For each good set of three numbers, there are three choices of card for each number, $3^3 = 27$ choices altogether.
That means there are $112 \times 27 = 3024 = 2^4 \times 3^3 \times 7$ good sets of three cards.
But there are $\binom{36}{3} = \frac{36\times 35\times 34}{3\times 2\times 1} = 7140$ ways to choose three cards without replacement from your $36$ cards.
As a result, the chance of drawing a good set of cards is
$$ \frac{3024}{7140} = 2^4\times 3^3\times 7\times \frac{3\times 2\times 1}{36\times 35\times 34} = \frac{36}{85}. $$
Without replacement - second alternative
Another way to count the number of "good" sets of three numbers chosen from $\{1, 2, 3, \ldots, 12\}$ is to choose any of those $12$ numbers first. This leaves a set of $9$ numbers that are consecutive around a clock face; choose $x < y$ from the set $\{1, 2, 3, \ldots, 8\}$, then choose the $x$th and $y+1$st of the $9$ consecutive numbers as the other two members of your set of three numbers; there are $\binom82 = 28$ choices for that step. This is guaranteed not to produce any two numbers that are adjacent around a clock face, but it produces each set three times (because any of the three numbers in the set can be the first one chosen). So we have a total of $$ \frac{12 \times 28}{3} = 112 $$ possible "good" sets of three numbers. For the rest of the calculation, follow the part of "without replacement - alternative method" after the step where we find that there are $112$ good sets of numbers.
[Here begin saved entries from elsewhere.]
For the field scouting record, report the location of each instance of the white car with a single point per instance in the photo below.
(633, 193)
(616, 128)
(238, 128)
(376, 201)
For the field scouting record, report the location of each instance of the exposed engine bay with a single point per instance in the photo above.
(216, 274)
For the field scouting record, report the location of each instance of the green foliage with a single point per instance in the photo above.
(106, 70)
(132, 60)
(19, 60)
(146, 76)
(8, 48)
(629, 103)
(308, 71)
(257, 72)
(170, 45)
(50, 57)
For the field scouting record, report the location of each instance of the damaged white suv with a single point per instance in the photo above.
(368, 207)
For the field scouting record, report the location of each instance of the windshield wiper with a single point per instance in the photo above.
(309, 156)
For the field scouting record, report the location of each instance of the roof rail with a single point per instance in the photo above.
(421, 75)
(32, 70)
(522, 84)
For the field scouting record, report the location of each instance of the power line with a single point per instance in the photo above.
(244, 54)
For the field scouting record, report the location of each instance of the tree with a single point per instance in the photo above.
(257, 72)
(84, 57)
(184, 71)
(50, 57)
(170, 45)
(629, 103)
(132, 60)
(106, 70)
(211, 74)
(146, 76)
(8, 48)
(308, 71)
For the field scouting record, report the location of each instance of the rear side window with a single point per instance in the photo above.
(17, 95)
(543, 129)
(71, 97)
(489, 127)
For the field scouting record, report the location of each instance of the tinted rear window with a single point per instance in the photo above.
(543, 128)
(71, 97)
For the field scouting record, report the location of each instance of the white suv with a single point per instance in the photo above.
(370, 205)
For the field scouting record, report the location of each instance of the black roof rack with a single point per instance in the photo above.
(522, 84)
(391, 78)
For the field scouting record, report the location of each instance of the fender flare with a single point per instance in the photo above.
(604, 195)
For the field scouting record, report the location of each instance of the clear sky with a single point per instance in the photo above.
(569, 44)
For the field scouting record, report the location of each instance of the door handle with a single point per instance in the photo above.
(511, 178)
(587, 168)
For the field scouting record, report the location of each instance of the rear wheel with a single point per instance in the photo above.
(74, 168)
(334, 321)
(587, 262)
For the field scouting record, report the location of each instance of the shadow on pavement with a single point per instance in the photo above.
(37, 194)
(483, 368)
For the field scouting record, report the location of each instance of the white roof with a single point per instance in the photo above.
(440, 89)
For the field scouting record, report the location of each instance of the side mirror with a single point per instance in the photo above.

With replacement - alternative method
With replacement, you are really just doing three repetitions of choosing a number uniformly from the set $\{1, 2, 3, \ldots, 12\}.$ Each number has a $\frac1{12}$ chance of being chosen each time, independent of the other two choices. So we can say the second card "ruins" the set in just $3$ ways out of the $12$ possible choices of the second card. Another way to put this is, when working out the probabilities with replacement, instead of writing $\frac{9}{36}$ we can write $\frac{3}{12}$, instead of writing $\frac{15}{36}$ we can write $\frac{5}{12}$, and so forth.